US Fed unveils new steps to boost liquidity, manage rates

The Federal Reserve on Friday announced a new program to boost liquidity in the US financial plumbing and allow the central bank to better manage interest rates, but without changing monetary policy.

In the new program, the New York Federal Reserve Bank will buy about $60 billion a month in short term US Treasury debt through the second quarter of next year to ensure "the supply of reserves remains ample," according to a statement.

However, the changes are "purely technical" and "do not represent a change in the stance of monetary policy."

It also will continue through at least January the recently implemented steps to inject funds into the US markets on a daily basis.

Interest rates spiked last month amid a cash crunch that had banks scrambling to meet their daily requirements for reserves prompting the Fed to begin daily operations to swap cash for Treasury debt.

Fed chief Jerome Powell previewed the new steps on Tuesday but stressed that it was not a repeat of the measures used during the financial crisis to push down interest rates, known as "quantitative easing" or QE.

Policymakers had previously pledged to boost bond holdings "at some point... to maintain an appropriate level of reserves," and "that time is now upon us," Powell said.

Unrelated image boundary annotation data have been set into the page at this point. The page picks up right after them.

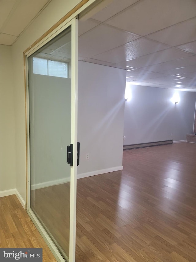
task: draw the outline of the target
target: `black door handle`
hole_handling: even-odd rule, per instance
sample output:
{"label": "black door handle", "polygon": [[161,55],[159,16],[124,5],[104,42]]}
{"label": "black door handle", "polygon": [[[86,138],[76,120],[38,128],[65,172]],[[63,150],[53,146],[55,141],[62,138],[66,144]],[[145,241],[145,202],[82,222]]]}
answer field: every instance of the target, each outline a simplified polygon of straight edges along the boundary
{"label": "black door handle", "polygon": [[[70,166],[73,166],[73,144],[67,146],[67,163]],[[80,164],[80,143],[77,144],[77,166]]]}
{"label": "black door handle", "polygon": [[77,166],[80,164],[80,143],[77,142]]}
{"label": "black door handle", "polygon": [[73,166],[73,144],[67,146],[67,163],[70,166]]}

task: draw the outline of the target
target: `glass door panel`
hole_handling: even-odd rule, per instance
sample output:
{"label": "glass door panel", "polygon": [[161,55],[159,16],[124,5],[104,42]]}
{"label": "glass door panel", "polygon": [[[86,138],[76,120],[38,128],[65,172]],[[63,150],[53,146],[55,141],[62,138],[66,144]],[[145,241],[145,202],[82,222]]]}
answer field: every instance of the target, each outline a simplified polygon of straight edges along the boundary
{"label": "glass door panel", "polygon": [[71,26],[28,58],[30,208],[69,260]]}

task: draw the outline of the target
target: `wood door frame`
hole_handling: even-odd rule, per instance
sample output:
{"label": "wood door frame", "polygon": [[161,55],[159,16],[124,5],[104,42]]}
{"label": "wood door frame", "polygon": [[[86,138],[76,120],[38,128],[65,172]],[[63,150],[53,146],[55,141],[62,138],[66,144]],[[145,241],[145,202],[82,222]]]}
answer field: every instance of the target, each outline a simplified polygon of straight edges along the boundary
{"label": "wood door frame", "polygon": [[[43,39],[42,40],[32,48],[24,53],[25,56],[25,66],[26,73],[25,85],[26,102],[26,120],[27,121],[26,143],[27,151],[27,209],[28,213],[31,218],[37,227],[38,229],[44,237],[46,242],[53,252],[53,254],[58,260],[64,261],[65,260],[60,252],[56,247],[51,239],[50,237],[43,227],[31,209],[30,201],[30,148],[29,139],[29,83],[28,74],[28,57],[37,50],[53,39],[57,35],[68,27],[71,26],[71,132],[70,143],[73,144],[73,166],[70,168],[70,250],[69,259],[64,254],[64,256],[66,260],[70,262],[74,262],[75,260],[75,241],[76,227],[76,182],[77,171],[77,72],[78,60],[78,18],[77,16],[74,18],[67,22],[65,21],[62,23],[59,28],[51,32]],[[66,159],[65,159],[65,161]]]}

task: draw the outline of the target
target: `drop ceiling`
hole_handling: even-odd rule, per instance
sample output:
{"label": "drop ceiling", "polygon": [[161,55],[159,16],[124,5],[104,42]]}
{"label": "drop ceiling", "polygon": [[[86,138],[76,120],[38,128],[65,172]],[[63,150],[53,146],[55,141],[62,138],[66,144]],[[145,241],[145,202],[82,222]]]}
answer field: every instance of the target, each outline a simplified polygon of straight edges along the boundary
{"label": "drop ceiling", "polygon": [[[0,1],[0,44],[12,45],[51,1]],[[126,70],[132,84],[196,92],[196,0],[113,0],[82,20],[79,60]],[[38,56],[67,61],[61,44]]]}
{"label": "drop ceiling", "polygon": [[79,21],[81,61],[126,69],[132,84],[196,92],[196,1],[114,0]]}
{"label": "drop ceiling", "polygon": [[12,45],[51,0],[0,0],[0,44]]}

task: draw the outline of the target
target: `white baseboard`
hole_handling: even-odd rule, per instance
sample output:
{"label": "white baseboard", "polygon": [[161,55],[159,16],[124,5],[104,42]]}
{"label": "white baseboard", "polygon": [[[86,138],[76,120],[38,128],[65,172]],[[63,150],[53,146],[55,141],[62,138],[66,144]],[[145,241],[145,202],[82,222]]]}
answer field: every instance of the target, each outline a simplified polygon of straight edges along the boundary
{"label": "white baseboard", "polygon": [[9,190],[0,191],[0,197],[6,197],[7,196],[11,196],[11,195],[15,195],[15,194],[16,194],[15,188],[9,189]]}
{"label": "white baseboard", "polygon": [[24,209],[26,209],[26,205],[25,201],[22,198],[22,197],[21,196],[21,195],[20,194],[19,192],[18,191],[16,188],[15,189],[15,192],[16,192],[15,193],[15,194],[16,194],[16,196],[17,198],[20,201],[20,203],[22,206],[23,207]]}
{"label": "white baseboard", "polygon": [[60,185],[61,184],[64,184],[68,182],[70,182],[69,178],[66,178],[61,179],[53,180],[51,181],[48,181],[43,183],[40,183],[36,184],[35,185],[32,185],[31,186],[31,190],[34,190],[35,189],[38,189],[39,188],[43,188],[44,187],[47,187],[51,186],[55,186],[56,185]]}
{"label": "white baseboard", "polygon": [[5,190],[4,191],[0,191],[0,197],[6,197],[11,196],[11,195],[16,195],[20,203],[25,209],[26,208],[26,202],[22,198],[16,188],[9,189],[9,190]]}
{"label": "white baseboard", "polygon": [[118,171],[119,170],[122,170],[123,169],[123,166],[115,166],[114,167],[106,168],[105,169],[96,170],[95,171],[92,171],[91,172],[82,173],[81,174],[78,174],[77,175],[77,179],[87,178],[88,177],[91,177],[92,176],[96,176],[96,175],[100,175],[101,174],[104,174],[105,173],[113,172],[114,171]]}
{"label": "white baseboard", "polygon": [[178,141],[173,141],[173,144],[176,144],[176,143],[182,143],[183,142],[186,142],[187,140],[179,140]]}
{"label": "white baseboard", "polygon": [[[100,175],[101,174],[104,174],[105,173],[109,173],[110,172],[113,172],[114,171],[118,171],[119,170],[122,170],[123,166],[115,166],[110,168],[106,168],[105,169],[101,169],[100,170],[96,170],[91,172],[87,172],[86,173],[83,173],[79,174],[77,175],[77,179],[83,178],[91,177],[96,175]],[[43,187],[47,187],[51,186],[55,186],[56,185],[59,185],[61,184],[64,184],[68,182],[70,182],[69,178],[62,178],[57,179],[55,180],[48,181],[44,183],[40,183],[35,185],[32,185],[31,186],[31,190],[38,189],[39,188],[42,188]],[[13,188],[12,189],[9,189],[8,190],[5,190],[3,191],[0,191],[0,197],[6,197],[7,196],[10,196],[11,195],[16,195],[20,203],[24,209],[26,208],[26,203],[23,199],[21,195],[18,191],[16,188]]]}

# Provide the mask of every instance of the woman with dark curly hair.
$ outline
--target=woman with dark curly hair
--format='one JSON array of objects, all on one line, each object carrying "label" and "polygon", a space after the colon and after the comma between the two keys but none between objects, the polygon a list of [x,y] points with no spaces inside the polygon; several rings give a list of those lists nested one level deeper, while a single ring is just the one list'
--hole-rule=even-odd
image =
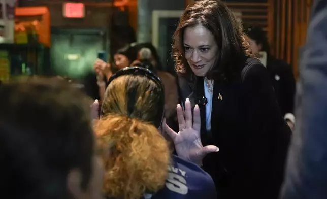
[{"label": "woman with dark curly hair", "polygon": [[220,149],[202,161],[219,198],[277,198],[283,180],[290,129],[267,70],[249,50],[240,22],[219,0],[189,5],[173,36],[182,98],[200,107],[199,139]]},{"label": "woman with dark curly hair", "polygon": [[[148,69],[131,67],[113,75],[108,84],[102,117],[95,128],[100,145],[107,149],[103,158],[106,196],[215,198],[210,175],[197,164],[172,155],[169,143],[158,130],[165,123],[165,89],[160,79]],[[190,104],[186,106],[189,110],[187,116],[191,118]],[[198,108],[194,111],[197,118],[200,119]],[[200,122],[195,124],[200,127]],[[196,132],[189,129],[185,132],[192,138],[190,142],[196,141]],[[201,148],[190,145],[187,148]]]}]

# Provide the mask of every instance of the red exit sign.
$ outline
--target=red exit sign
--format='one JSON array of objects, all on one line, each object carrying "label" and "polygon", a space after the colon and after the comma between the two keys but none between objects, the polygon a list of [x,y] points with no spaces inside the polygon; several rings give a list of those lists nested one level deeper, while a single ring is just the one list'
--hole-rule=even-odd
[{"label": "red exit sign", "polygon": [[82,3],[64,3],[62,13],[66,18],[84,18],[85,16],[85,6]]}]

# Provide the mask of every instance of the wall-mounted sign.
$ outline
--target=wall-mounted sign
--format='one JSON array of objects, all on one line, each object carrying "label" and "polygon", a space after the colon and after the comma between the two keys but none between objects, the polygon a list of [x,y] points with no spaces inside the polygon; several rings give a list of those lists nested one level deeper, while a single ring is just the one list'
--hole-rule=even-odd
[{"label": "wall-mounted sign", "polygon": [[82,3],[64,3],[62,5],[62,14],[66,18],[84,18],[85,5]]}]

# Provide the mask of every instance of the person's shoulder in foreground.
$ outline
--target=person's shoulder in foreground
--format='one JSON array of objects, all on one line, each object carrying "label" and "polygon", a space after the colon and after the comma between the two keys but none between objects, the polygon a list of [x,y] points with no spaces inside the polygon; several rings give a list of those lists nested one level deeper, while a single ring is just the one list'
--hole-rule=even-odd
[{"label": "person's shoulder in foreground", "polygon": [[151,199],[217,198],[214,183],[208,173],[178,156],[173,155],[172,160],[165,187]]}]

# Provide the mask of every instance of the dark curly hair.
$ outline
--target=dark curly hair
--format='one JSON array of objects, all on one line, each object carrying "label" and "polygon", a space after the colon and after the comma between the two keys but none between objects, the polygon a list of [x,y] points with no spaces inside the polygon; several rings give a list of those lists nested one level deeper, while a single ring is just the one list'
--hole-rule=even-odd
[{"label": "dark curly hair", "polygon": [[191,81],[194,74],[185,58],[184,31],[201,24],[213,35],[218,47],[209,79],[229,81],[239,74],[240,62],[252,56],[240,22],[226,4],[220,0],[197,1],[184,11],[173,38],[172,56],[179,75]]}]

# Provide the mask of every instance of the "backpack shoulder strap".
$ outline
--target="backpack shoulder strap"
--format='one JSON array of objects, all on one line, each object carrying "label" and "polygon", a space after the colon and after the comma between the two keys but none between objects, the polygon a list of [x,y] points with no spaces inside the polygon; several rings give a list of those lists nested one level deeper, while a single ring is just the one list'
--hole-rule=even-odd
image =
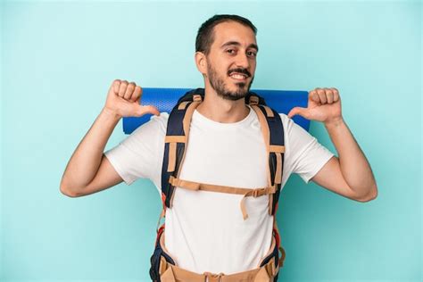
[{"label": "backpack shoulder strap", "polygon": [[[202,91],[203,90],[203,91]],[[187,92],[179,98],[169,115],[164,140],[163,163],[162,166],[162,201],[170,208],[175,187],[169,182],[170,177],[178,178],[188,140],[189,125],[194,110],[204,96],[203,89]]]},{"label": "backpack shoulder strap", "polygon": [[246,101],[259,118],[264,144],[266,144],[266,151],[269,154],[268,185],[277,188],[275,194],[269,195],[269,213],[275,215],[279,200],[284,165],[284,127],[278,112],[267,106],[259,95],[251,93]]}]

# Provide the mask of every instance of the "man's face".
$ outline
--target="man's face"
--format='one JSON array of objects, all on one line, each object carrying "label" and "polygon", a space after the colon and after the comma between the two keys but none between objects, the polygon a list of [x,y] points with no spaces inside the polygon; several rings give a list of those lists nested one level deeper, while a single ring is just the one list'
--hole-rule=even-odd
[{"label": "man's face", "polygon": [[250,28],[236,21],[214,27],[214,41],[206,57],[206,76],[219,96],[236,101],[248,94],[257,52],[255,35]]}]

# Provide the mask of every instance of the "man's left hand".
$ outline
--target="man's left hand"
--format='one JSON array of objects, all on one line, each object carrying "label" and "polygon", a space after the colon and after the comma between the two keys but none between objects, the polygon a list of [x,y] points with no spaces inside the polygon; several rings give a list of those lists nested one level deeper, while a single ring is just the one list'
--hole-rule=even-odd
[{"label": "man's left hand", "polygon": [[342,120],[341,97],[336,88],[315,88],[309,92],[307,108],[294,107],[288,117],[299,114],[302,117],[324,122],[325,124]]}]

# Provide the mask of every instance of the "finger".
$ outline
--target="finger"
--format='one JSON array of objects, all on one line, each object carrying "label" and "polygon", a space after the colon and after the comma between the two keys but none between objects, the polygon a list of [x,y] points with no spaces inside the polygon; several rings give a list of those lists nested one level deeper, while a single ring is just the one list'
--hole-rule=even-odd
[{"label": "finger", "polygon": [[334,92],[334,103],[339,100],[339,91],[336,88],[332,87],[332,91]]},{"label": "finger", "polygon": [[311,100],[313,100],[314,102],[316,102],[316,103],[319,103],[319,102],[320,102],[320,99],[319,99],[319,95],[318,95],[316,90],[311,90],[311,91],[310,91],[310,98],[311,98]]},{"label": "finger", "polygon": [[132,96],[130,97],[130,100],[132,102],[138,100],[138,98],[141,97],[142,92],[143,92],[143,89],[141,88],[140,86],[135,87],[135,90],[134,90],[134,93],[132,94]]},{"label": "finger", "polygon": [[119,96],[122,97],[125,95],[125,92],[127,91],[128,81],[122,80],[120,81],[120,87],[119,87]]},{"label": "finger", "polygon": [[113,83],[112,84],[114,94],[119,93],[119,87],[120,86],[120,79],[114,79]]},{"label": "finger", "polygon": [[132,95],[132,93],[134,93],[136,84],[135,82],[130,82],[128,85],[127,90],[125,91],[125,95],[123,95],[123,98],[129,100],[130,96]]},{"label": "finger", "polygon": [[326,104],[328,100],[326,99],[325,90],[318,88],[317,93],[319,95],[319,98],[320,99],[320,104]]},{"label": "finger", "polygon": [[145,113],[152,113],[152,114],[154,114],[154,115],[160,115],[159,110],[156,107],[154,107],[153,105],[145,105],[145,106],[140,105],[138,107],[137,114],[144,115]]},{"label": "finger", "polygon": [[331,89],[326,91],[326,98],[328,100],[328,104],[334,103],[334,92]]},{"label": "finger", "polygon": [[294,115],[301,115],[302,117],[304,117],[307,119],[307,109],[306,108],[302,108],[302,107],[294,107],[288,112],[288,118],[292,118]]}]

Banks borrow regularly in markets for very short periods, usually overnight, to make sure their daily cash reserves do not fall below the required level. But interest rates increase with demand.

An array of factors converged last month to dry up liquidity in the banking system - including quarterly corporate tax payments and a surge in government debt sold to investors, which drained cash out of banks. The New York Fed adds or removes liquidity to keep interest rates in line with the desired target but the cash shortage last month prompted it to pump funds into the short-term repo market as rates threatened to break out of the target range set by the Fed's policy-setting Federal Open Markets Committee.

The New York Fed said it will continue to offer up to $75 billion a day in repurchase agreements - exchanging secure assets for cash for very short periods - as well as 14-day "repo" operations twice a week of at least $35 billion each.